Variable Importance in Projection (VIP) values from the first principal component of the OPLS-DA model were calculated to identify metabolites that significantly differ, considering VIP>1 and P<0.05 as thresholds for differential metabolites. This method facilitated the detection of key metabolites and pathways affected by CWI, revealing 42 unique metabolites including nucleotides, nucleosides, analogs, lipids, lipid-like molecules, organic acids and derivatives. Among these, notable differences between the EHS and CWI groups were observed in metabolites such as inosine, hypoxanthine, guanosine, arabinosylhypoxanthine, anserine, taurine, and D-alanyl-D-alanine ( Figure 8A ). Specifically, the concentrations of inosine (10.0±4.68 vs. 1.54±0.54, P<0.01), hypoxanthine (0.40±0.19 vs. 0.07±0.06, P<0.01), guanosine (1.98±1.58 vs. 0.31±0.20, P<0.05), and arabinosylhypoxanthine (0.22±0.10 vs. 0.03±0.03, P<0.01) were lower in the EHS group but higher in the CWI group compared to the CTRL group ( Figure 8B ). Additionally, this experiment found metabolites related to Lipid Metabolites besides the aforementioned Purine Derivatives, including LysoPE(15:0/0:0), PC-M6, LysoPE(16:0/0:0), LysoPE(0:0/18:3(6Z,9Z,12Z)), and LysoPE(0:0/14:0). Conversely, levels of taurine (0.31±0.17 vs. 0.12±0.04, P<0.05) were elevated in the EHS group but reduced in the CWI group (0.12±0.03, P<0.05), and anserine (0.07±0.02 vs. 0.03±0.02, P<0.05) also showed a decrease in the CWI group from elevated levels in the EHS group, these Amino Acids and Derivatives related metabolites also include Methylguanidine, 2-Diethylaminoethanol, and D-Alanyldalanine. Furthermore, Small Molecule Antioxidants related metabolites include Vanillactic acid, 3-Oxooctadecanoic acid, L-Urobilin, and 4,5-Dimethyloxazole, while Microbial Metabolites related metabolites include Sandoricin and Tragopogonsaponin M.

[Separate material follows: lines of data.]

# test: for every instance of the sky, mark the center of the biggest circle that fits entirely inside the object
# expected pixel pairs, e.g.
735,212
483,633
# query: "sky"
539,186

To evaluate whether modifications in the gut microbiome serve as a mediator in the therapeutic impact of CWI, this study investigates the protective effects of CWI against intestinal damage caused by EHS ( Figure 9 ). The integrated analysis of microbial genera and metabolite datasets indicated strong correlations, highlighted in Figure 9A . Notably, a positive link was found between taurine and its derivatives and specific species such as Desulfovibrio fairfieldensis, Desulfotignum balticum, and Desulfococcus oleovorans from the Proteobacteria phylum, as well as Eubacterium sp14–2 from the Firmicutes phylum. Additionally, metabolites like hypoxanthine and inosine, along with their derivatives, showed a positive correlation with species such as Allisonella histaminiformans, Succinispira mobilis, and Megamonas funiformis from the Firmicutes phylum ( Figure 9B ). These findings suggest that changes in the gut microbiome may underlie the metabolic alterations observed in rats subjected to CWI.